A common practice in Sweden is for the females to be “flushed” prior the breeding. That means that they are not given any food at the end of February, and then in March when the mink become sexually mature, the female are fed unlimited amounts of food. This process encourages maximum number of kits birthed. This method results in unnecessary suffering for the animals. Especially as sometimes, as a result of the weather, the food they are given after the starvation period becomes quickly frozen; subsequently the animals die of starvation. Large numbers of mink have died in this way. Almost every fur farmer in Sweden are flushing.”

Ingvar Johansson doesn’t think that today’s fur farmers are especially worried about raids. “The fur farmer will get money anyway, from the insurance if there is a raid. They will often get financial support from the Council and the authorities, so they do manage. But in the long term, these raids are a big problem for the fur farmers. The insurance companies can’t pay out money forever. It also means a lot of work for the fur farmers, because they must employ security guards for their farms. The only way to stop the raids is to treat the animals well!”

When questioned about those who releases mink Johansson says: “When the politicians don’t listen to the people, you have to count on these things. If the way in which the animals kept in Sweden were good, Animals Rights activists would not be necessary. You can compare it with Greenpeace, if they had not carried out their actions, we wouldn’t have known anything about whaling and other environmental issues.”

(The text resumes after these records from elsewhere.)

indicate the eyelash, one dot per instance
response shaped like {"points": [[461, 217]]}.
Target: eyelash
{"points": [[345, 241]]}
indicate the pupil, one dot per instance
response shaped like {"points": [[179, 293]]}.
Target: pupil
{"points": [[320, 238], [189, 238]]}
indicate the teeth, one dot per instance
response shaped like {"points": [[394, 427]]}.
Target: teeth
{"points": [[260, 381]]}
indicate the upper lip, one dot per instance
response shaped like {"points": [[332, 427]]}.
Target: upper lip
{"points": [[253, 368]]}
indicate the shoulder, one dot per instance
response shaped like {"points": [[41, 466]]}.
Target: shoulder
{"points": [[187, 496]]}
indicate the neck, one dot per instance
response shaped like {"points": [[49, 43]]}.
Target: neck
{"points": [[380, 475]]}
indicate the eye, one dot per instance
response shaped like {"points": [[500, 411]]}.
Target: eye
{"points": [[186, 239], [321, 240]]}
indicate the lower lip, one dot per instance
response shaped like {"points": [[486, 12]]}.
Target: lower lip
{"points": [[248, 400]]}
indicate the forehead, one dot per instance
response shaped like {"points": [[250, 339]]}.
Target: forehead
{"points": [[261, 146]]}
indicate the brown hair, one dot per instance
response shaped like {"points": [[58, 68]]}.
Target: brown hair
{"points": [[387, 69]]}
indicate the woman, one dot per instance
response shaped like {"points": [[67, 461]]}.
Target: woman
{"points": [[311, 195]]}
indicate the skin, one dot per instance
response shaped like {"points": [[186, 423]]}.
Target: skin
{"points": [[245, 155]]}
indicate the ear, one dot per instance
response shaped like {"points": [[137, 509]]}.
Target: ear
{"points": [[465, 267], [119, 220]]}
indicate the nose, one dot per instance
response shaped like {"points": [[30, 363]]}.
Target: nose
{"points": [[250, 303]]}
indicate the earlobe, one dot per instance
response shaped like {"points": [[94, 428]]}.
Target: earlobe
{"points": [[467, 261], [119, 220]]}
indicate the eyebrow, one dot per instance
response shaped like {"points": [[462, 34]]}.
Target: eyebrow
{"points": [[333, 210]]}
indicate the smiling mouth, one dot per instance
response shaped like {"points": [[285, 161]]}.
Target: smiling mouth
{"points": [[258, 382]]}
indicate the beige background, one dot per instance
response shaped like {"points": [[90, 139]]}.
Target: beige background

Fur farming should be regulated by the existing Government Agricultural Authorities Ingvar Johansson was never visited by any authorities during the 17 years he ran the fur farm. “ The Authorities never visited me. The only time the authorities visited, was when I applied for planning permission, but that is a totally different issue. As it is today, the authorities control system does not work,” says Ingvar Johansson. Wearing fur belongs in the Stone Age.

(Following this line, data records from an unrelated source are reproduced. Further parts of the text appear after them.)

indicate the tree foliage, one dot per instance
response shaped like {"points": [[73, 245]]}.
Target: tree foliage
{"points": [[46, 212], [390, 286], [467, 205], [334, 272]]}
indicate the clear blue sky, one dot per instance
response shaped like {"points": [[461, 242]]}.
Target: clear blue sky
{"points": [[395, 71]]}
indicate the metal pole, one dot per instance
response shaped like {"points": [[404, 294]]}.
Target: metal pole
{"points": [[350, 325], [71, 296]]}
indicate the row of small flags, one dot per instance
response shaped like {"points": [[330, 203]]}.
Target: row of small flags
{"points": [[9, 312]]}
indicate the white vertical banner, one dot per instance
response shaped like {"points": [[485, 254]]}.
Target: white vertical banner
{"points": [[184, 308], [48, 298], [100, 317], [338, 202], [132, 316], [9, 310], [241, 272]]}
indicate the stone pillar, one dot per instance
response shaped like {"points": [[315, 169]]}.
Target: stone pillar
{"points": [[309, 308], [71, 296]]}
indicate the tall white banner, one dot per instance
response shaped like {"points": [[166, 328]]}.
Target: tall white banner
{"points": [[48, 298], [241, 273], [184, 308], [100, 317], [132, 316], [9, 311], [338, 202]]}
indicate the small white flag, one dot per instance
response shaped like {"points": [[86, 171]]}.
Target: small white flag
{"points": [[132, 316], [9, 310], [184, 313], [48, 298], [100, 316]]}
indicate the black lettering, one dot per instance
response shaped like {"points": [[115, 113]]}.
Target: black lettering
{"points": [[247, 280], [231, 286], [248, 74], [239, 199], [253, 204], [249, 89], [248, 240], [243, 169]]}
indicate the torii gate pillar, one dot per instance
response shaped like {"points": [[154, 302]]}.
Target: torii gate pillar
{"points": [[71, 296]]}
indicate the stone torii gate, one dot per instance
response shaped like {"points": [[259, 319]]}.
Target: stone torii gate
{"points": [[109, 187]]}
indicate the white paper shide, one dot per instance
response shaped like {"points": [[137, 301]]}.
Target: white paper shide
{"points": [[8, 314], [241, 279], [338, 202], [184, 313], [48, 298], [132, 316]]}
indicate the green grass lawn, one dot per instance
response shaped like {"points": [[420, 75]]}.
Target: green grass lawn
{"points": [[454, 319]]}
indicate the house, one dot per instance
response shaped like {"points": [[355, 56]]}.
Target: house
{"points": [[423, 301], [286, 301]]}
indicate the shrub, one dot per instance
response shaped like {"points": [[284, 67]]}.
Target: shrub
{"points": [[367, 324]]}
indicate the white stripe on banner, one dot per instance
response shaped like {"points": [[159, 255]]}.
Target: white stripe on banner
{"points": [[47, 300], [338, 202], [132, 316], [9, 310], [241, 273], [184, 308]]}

As a former fur farmer it is not so easy to take a position if it is right or wrong to imprison and kill animals for their furs. Yet Johansson is very critical of the trade: “Wearing fur was something that humans used to do during the stone ages. That people still do it is a little strange.”

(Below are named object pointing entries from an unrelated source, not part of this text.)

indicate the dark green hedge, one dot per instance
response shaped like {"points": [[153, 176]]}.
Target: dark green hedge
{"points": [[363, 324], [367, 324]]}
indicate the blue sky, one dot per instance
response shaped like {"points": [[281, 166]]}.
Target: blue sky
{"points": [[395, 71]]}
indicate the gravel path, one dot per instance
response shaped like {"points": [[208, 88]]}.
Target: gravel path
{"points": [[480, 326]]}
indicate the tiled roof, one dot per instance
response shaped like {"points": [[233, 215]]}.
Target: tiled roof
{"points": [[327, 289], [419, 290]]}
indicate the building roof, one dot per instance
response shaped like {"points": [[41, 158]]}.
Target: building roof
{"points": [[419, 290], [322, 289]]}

In his days as a fur farmer, Johansson experimented with minks, to try to improve the welfare of the mink. He believes that it should be the law to give the animals toys and bedding the whole year round and that mink be given water manually. Johansson didn’t have as many minks as farms do nowadays.

With fewer animals, it was easier to give them a tolerable existence. “But when I put forward my thoughts to other fur farmers, I didn’t get any sympathy. They don’t want any changes, just to carry on as they always have done.”